When I first started trying to follow Jesus, I had no past experience with prayer. And when I tried to pray, I kept finding myself thinking about a story many of us heard as children about a couple who rescued a fairy and were granted three wishes. While trying to decide what to wish for, the man accidentally said while he was hungry that he wished he had a string of sausages. The woman was so angry that he’d wasted one of their wishes on sausage that she accidentally said she wished the sausages were stuck on the end of his nose. Then they had to use their last wish to remove the sausages, and they gained nothing from their three wishes. I knew I was being silly, but I kept worrying that I would accidentally word my prayers in such a way as to get things I didn’t want. It was hard to trust that God wasn’t like the fairy in the story and would never do something like that to me. I had to keep telling myself that God already knows what I need, actively desires what is good for me, and would never play tricks on me.

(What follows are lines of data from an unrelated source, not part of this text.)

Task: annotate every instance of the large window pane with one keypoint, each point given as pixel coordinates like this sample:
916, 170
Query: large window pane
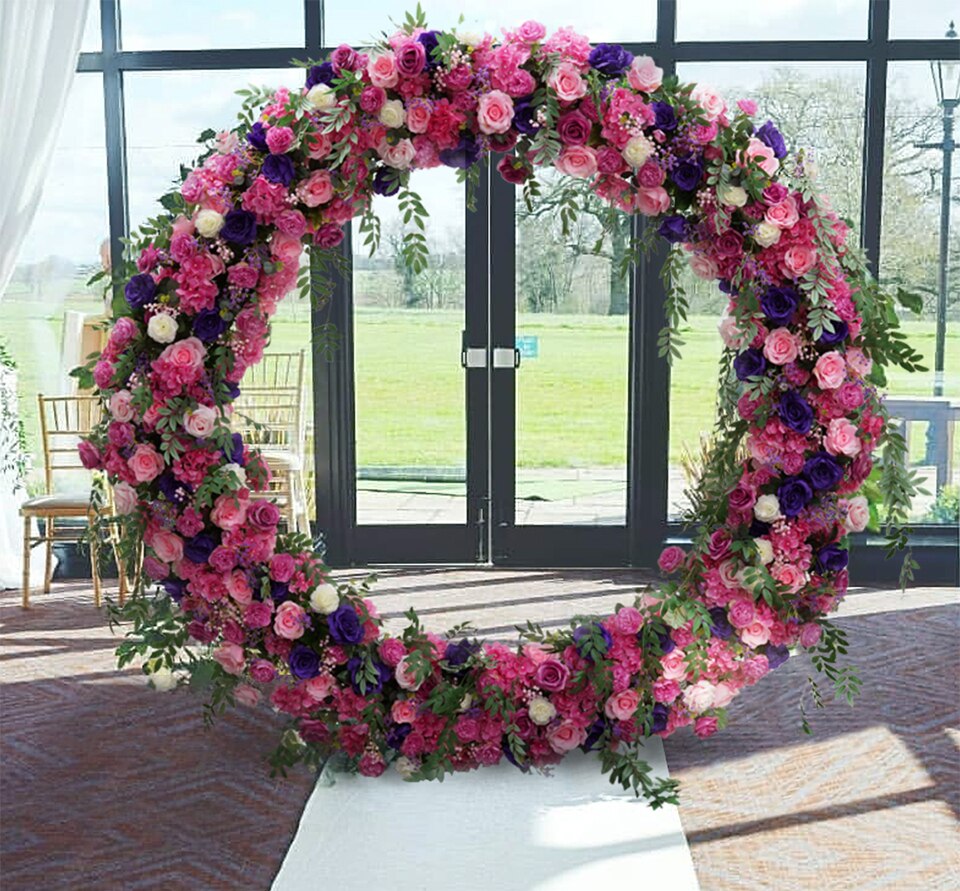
60, 252
909, 259
213, 24
817, 107
410, 411
361, 23
783, 20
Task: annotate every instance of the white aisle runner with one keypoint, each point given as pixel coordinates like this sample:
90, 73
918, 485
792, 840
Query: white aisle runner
492, 829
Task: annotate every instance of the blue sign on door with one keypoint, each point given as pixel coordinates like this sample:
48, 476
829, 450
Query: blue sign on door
529, 346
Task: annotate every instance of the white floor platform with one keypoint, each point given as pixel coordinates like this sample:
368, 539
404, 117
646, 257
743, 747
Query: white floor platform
494, 829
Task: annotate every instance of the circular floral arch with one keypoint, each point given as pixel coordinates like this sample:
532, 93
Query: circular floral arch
249, 612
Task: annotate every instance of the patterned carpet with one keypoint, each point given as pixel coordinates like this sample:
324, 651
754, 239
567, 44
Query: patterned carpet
105, 784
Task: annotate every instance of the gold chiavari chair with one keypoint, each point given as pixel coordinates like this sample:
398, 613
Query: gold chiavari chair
63, 420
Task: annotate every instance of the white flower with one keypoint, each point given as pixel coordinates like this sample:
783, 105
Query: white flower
208, 223
392, 113
637, 150
324, 599
321, 97
237, 471
764, 550
766, 234
162, 327
733, 196
767, 508
541, 710
162, 680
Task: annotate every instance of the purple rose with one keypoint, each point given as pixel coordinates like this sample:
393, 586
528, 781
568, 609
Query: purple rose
573, 128
263, 515
750, 363
239, 227
794, 495
771, 136
795, 412
822, 470
780, 305
345, 625
140, 290
278, 169
610, 59
551, 675
304, 662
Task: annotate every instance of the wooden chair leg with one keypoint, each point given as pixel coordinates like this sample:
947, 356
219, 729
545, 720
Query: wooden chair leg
49, 530
26, 562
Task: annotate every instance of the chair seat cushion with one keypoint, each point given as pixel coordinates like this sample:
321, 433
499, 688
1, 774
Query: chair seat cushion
58, 504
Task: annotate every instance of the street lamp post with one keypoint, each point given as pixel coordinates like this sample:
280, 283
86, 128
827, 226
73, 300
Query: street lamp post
946, 83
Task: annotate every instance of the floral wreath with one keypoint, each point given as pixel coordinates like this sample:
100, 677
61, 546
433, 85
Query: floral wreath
250, 612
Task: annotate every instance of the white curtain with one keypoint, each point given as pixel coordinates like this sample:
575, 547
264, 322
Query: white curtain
39, 45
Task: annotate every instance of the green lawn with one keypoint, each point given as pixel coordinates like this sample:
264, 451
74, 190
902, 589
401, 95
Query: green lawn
571, 401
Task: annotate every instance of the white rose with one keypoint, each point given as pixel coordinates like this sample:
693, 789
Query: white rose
766, 234
324, 599
162, 680
637, 150
767, 508
733, 196
321, 97
162, 327
858, 514
764, 550
541, 710
208, 223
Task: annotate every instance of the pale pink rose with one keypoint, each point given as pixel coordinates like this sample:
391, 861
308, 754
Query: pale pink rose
830, 370
124, 498
201, 421
577, 160
783, 215
644, 75
121, 407
289, 621
494, 112
230, 510
860, 364
841, 438
781, 346
383, 70
168, 546
622, 706
567, 83
565, 736
653, 202
799, 259
146, 463
709, 100
246, 695
858, 514
230, 657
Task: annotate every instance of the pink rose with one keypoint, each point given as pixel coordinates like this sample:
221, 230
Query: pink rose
644, 75
382, 70
799, 259
289, 621
577, 160
494, 112
830, 370
145, 463
841, 438
622, 706
567, 83
565, 736
781, 346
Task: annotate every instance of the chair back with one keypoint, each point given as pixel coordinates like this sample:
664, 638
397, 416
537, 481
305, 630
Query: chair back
63, 420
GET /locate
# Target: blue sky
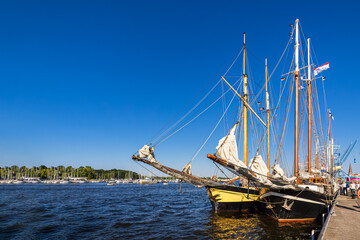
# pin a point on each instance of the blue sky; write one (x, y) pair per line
(89, 82)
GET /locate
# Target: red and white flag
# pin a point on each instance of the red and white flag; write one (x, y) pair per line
(321, 68)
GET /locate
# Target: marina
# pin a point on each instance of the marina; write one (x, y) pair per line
(127, 211)
(179, 120)
(344, 219)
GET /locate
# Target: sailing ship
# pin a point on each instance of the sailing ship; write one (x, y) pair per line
(309, 193)
(265, 189)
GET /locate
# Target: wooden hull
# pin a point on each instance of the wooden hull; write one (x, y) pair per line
(232, 199)
(294, 205)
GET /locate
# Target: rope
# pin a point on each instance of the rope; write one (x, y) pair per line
(214, 127)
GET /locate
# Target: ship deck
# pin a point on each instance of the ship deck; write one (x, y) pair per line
(344, 224)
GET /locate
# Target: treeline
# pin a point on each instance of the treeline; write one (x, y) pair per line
(62, 172)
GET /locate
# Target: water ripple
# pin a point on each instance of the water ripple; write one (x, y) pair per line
(98, 211)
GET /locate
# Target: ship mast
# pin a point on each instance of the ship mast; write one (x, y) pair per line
(267, 118)
(296, 125)
(309, 108)
(245, 92)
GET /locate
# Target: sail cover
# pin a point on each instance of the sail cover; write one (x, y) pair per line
(227, 148)
(147, 152)
(258, 166)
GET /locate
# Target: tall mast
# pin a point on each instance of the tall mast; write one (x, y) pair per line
(309, 108)
(296, 125)
(267, 117)
(245, 92)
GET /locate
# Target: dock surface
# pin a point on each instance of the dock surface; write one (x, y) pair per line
(344, 224)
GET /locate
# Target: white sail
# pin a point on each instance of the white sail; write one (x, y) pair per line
(257, 165)
(227, 148)
(147, 152)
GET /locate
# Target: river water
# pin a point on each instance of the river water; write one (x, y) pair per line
(128, 211)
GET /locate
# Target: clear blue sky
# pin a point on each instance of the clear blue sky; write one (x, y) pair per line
(89, 82)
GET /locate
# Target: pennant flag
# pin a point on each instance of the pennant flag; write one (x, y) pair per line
(321, 68)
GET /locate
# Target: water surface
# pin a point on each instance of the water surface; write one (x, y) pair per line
(127, 211)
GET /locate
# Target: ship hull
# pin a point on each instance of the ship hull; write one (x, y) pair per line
(294, 205)
(232, 199)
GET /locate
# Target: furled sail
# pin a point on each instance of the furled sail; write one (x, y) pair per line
(259, 168)
(187, 168)
(227, 148)
(278, 173)
(147, 152)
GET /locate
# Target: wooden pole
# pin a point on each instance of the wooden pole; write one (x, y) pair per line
(296, 124)
(245, 107)
(267, 118)
(309, 108)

Most of you probably haven’t had this exact worry. And yet many of us have worried at some point in our lives about how we are praying, whether we are doing it right, and whether God might refuse to bless us if we pray badly. Jesus teaches us never to worry about these things.

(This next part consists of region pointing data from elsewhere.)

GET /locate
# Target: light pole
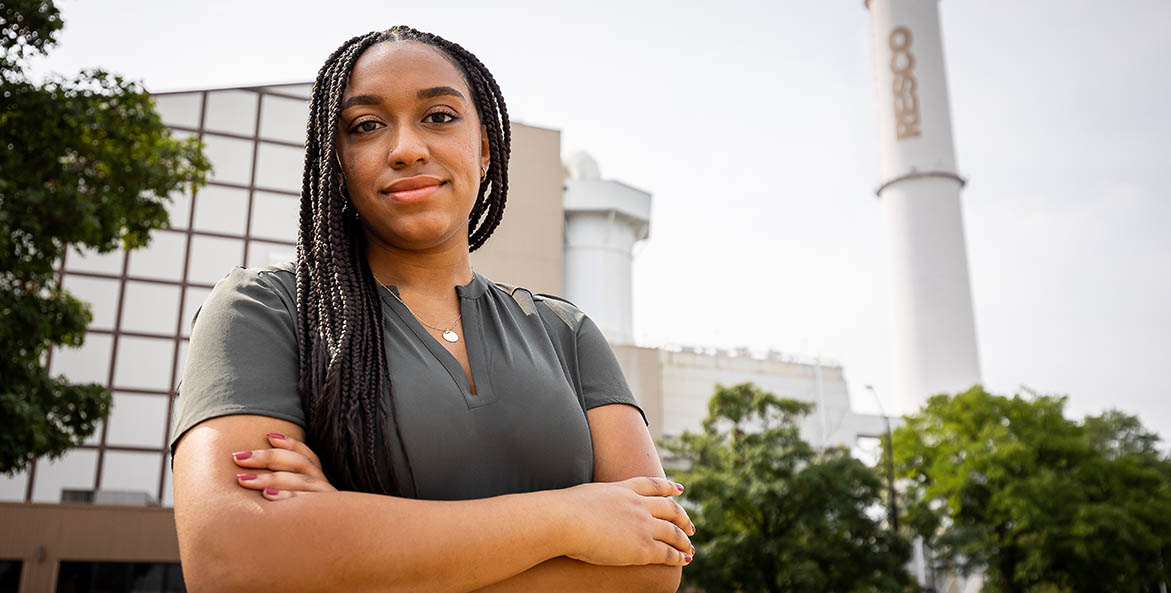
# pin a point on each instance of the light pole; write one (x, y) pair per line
(889, 448)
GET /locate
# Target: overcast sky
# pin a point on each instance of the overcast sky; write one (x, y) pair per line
(753, 127)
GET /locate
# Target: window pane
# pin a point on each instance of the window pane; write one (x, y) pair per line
(144, 363)
(12, 488)
(178, 209)
(233, 111)
(89, 363)
(221, 210)
(162, 258)
(262, 253)
(192, 302)
(231, 158)
(172, 579)
(279, 167)
(283, 118)
(73, 470)
(131, 471)
(137, 420)
(89, 260)
(212, 258)
(151, 308)
(101, 294)
(179, 109)
(274, 216)
(96, 437)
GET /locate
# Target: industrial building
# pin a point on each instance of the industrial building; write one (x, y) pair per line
(102, 512)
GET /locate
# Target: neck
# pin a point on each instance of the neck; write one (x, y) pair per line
(429, 272)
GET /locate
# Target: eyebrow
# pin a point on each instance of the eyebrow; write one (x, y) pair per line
(375, 100)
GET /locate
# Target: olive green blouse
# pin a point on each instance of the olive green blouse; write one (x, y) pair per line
(536, 361)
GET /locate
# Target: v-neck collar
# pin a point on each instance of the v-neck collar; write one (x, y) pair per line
(473, 342)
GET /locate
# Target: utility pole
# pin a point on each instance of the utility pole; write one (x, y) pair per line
(889, 448)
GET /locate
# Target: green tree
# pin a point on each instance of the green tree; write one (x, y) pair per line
(84, 162)
(772, 513)
(1039, 502)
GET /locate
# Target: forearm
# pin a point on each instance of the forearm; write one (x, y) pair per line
(568, 576)
(368, 543)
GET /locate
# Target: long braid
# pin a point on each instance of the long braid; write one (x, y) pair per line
(343, 369)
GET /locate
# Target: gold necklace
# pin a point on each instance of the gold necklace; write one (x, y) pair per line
(447, 334)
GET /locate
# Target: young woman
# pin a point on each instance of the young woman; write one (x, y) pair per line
(377, 415)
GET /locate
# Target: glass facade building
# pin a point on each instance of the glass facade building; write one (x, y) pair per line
(143, 300)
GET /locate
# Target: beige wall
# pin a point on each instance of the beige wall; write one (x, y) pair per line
(43, 534)
(644, 374)
(527, 247)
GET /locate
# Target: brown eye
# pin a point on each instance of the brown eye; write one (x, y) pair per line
(361, 128)
(430, 117)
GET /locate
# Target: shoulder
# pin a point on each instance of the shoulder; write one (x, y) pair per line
(566, 311)
(246, 290)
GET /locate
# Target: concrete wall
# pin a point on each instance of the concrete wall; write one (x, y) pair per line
(526, 250)
(43, 534)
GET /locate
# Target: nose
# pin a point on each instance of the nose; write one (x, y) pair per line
(409, 148)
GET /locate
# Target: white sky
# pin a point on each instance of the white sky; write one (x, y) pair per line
(753, 125)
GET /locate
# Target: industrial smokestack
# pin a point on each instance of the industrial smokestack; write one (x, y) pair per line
(935, 348)
(603, 220)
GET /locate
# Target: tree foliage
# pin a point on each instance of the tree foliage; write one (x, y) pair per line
(773, 513)
(1039, 502)
(84, 162)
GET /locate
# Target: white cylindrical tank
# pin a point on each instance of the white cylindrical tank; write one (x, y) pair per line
(603, 220)
(935, 348)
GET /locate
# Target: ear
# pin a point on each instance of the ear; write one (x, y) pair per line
(485, 157)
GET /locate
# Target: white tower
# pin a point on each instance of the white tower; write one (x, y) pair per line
(935, 343)
(603, 220)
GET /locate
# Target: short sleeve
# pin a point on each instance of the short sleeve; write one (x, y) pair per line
(601, 376)
(242, 355)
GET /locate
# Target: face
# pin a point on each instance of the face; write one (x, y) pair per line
(411, 147)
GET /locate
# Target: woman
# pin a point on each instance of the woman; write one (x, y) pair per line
(409, 424)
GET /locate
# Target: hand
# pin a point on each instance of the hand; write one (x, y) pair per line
(632, 522)
(294, 468)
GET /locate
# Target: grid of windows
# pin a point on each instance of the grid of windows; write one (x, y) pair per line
(84, 577)
(143, 301)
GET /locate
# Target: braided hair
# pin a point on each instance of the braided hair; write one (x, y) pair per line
(343, 368)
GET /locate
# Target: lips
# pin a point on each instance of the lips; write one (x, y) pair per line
(412, 189)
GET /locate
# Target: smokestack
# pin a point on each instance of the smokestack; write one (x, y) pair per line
(603, 220)
(935, 346)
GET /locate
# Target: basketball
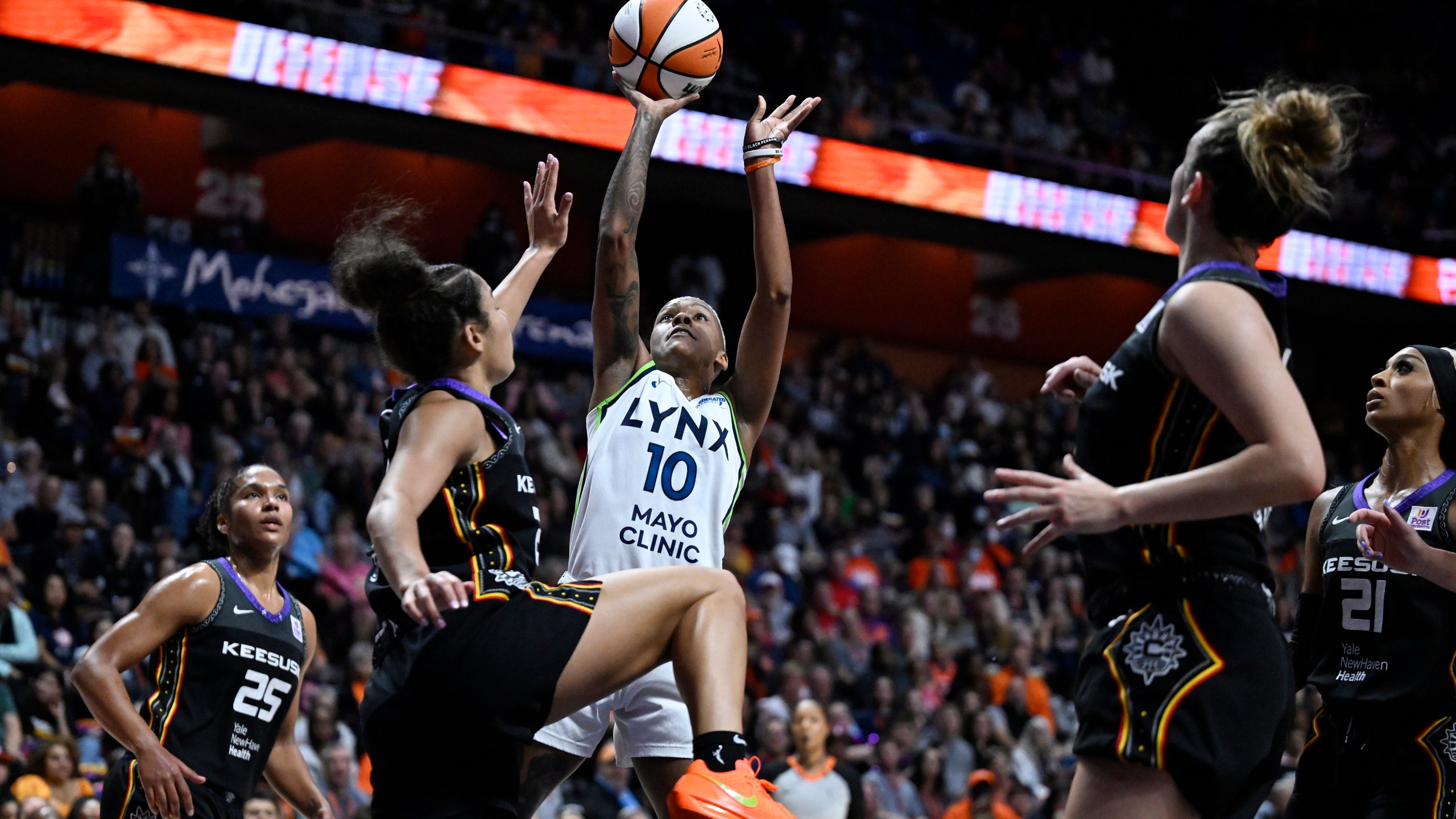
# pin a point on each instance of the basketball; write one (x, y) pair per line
(666, 48)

“And when you pray, do not keep on babbling like pagans, for they think they will be heard because of their many words. Do not be like them, for your Father knows what you need before you ask him.”
- Matthew 6:7-8 (NIV)
Contemporaries of Jesus weren’t hung up on stories about fairies and sausages. But they did apparently imagine that perhaps praying very lengthy and repetitive prayers would somehow help stir God into action. But Jesus tells us that what stirs God to action is knowing what we need and caring about our well being. Prayer then is not so much a way to manipulate God but a way to connect with God, sharing our feelings and desires and listening to learn more about God’s feelings and desires so that we can grow in intimacy with God. In this context, we ask for the things we want, not because God grants wishes to certain people but because God loves us and desires to give us good things.
This week, I want to encourage us once again to grow in prayer. And I pray that each of us will pursue relationship with God knowing that we will never be misunderstood as we lay our hearts before our maker and that there is nothing we need to do to cause our prayers to be effective. We can trust that God sees into our hearts and that we will always be met exactly where we are with love and care.